很长一段时间,我将这视为分发问题、时机问题,或者“我只是不够努力推广”。我最终意识到的事情更简单,但也更难以接受:
构建软件和发展产品是根本不同的学科。
我喜欢构建系统。我享受架构、边缘案例、权衡取舍,以及在幕后把事情做到位的过程。我能接受在一个系统逐渐成型的过程中存在的不确定性。
而营销应用程序则恰恰相反。它需要持续的曝光、重复、定位、讲故事,以及对噪音的容忍。这不是一个阶段——这就是工作。

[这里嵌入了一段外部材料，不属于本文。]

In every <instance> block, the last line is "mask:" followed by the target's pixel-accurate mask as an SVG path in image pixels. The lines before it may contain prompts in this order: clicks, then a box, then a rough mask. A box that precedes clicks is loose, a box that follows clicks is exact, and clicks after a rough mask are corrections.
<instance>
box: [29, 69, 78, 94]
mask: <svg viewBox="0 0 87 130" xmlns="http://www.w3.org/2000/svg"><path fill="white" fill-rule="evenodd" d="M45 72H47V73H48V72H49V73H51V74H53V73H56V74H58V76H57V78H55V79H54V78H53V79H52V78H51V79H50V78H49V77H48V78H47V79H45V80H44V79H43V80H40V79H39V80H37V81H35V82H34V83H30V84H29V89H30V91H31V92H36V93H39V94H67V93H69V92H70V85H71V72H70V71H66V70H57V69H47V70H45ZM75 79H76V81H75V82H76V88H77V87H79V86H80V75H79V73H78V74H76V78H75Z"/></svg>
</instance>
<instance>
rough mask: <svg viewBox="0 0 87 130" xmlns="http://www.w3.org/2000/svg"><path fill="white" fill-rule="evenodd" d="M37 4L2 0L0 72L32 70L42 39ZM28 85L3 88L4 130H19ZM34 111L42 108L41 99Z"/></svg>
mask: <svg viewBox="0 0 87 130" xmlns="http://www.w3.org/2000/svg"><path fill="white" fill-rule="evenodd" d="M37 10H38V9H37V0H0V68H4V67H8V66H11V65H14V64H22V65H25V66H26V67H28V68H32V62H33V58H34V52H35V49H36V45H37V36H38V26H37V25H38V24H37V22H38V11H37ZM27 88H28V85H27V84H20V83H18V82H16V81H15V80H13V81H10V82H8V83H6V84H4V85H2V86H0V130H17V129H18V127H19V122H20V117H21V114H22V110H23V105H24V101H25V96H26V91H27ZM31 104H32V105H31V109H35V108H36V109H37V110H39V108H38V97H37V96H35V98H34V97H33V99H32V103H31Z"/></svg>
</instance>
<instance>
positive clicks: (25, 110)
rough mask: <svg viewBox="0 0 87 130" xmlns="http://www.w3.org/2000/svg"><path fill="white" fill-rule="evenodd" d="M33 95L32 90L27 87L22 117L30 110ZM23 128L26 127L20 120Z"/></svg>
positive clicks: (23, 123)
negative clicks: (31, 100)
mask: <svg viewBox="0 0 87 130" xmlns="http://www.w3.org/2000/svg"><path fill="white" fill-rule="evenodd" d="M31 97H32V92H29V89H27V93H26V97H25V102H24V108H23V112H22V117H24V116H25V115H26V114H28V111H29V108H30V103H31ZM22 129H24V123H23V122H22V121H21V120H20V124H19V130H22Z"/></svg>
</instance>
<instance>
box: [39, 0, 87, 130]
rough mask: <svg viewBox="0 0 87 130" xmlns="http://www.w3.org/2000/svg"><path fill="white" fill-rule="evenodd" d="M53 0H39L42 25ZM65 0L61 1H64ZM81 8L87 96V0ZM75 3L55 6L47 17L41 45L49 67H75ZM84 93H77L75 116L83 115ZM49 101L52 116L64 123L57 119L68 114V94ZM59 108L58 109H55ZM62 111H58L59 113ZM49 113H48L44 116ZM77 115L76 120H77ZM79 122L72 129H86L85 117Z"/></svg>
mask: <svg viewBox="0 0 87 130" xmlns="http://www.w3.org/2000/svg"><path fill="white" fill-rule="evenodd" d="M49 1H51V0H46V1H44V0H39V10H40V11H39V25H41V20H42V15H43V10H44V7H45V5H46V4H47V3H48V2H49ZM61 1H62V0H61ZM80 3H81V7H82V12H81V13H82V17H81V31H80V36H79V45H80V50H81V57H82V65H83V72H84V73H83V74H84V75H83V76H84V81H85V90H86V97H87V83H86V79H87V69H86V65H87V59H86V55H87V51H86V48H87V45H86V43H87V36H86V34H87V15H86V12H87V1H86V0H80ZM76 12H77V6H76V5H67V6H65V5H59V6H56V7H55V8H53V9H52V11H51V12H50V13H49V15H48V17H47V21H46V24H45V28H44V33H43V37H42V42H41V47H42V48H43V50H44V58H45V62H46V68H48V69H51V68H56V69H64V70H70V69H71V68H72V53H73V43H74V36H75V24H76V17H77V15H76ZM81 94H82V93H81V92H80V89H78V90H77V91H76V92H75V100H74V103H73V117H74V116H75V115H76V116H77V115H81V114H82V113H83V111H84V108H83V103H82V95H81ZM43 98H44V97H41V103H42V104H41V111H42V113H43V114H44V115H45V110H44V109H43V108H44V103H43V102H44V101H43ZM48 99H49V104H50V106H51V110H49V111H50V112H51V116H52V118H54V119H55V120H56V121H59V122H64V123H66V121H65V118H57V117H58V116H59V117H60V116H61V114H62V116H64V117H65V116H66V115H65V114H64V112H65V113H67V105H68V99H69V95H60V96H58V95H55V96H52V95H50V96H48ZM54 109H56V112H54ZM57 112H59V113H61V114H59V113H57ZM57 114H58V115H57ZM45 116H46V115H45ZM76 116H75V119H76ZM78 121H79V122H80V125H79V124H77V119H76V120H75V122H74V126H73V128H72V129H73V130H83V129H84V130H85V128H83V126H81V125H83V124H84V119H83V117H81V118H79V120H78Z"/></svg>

在我的情况下,我把营销当作“以后再做”的事情,等产品足够好时再去做。但“以后”从未到来。并不是因为我不知道这很重要,而是因为我不想把有限的精力花在这上面。
这些应用程序并没有失败因为它们不好。
它们失败是因为它们需要一种我不愿意持续投入的工作。
这个认识让我感到不舒服,但也让我更加清晰。它迫使我将对构建优秀事物的自豪感与对我实际想要长期坚持的事物的诚实区分开来。
优秀的软件并不自动转变为优秀的商业。
这并不是悲剧——而是一种不匹配。
我写下这些部分是给过去的自己,也部分是给那些喜欢构建但默默希望增长会自然而然发生的人。有时候,最负责任的决定不是更努力地推动,而是承认你并没有在玩这个游戏。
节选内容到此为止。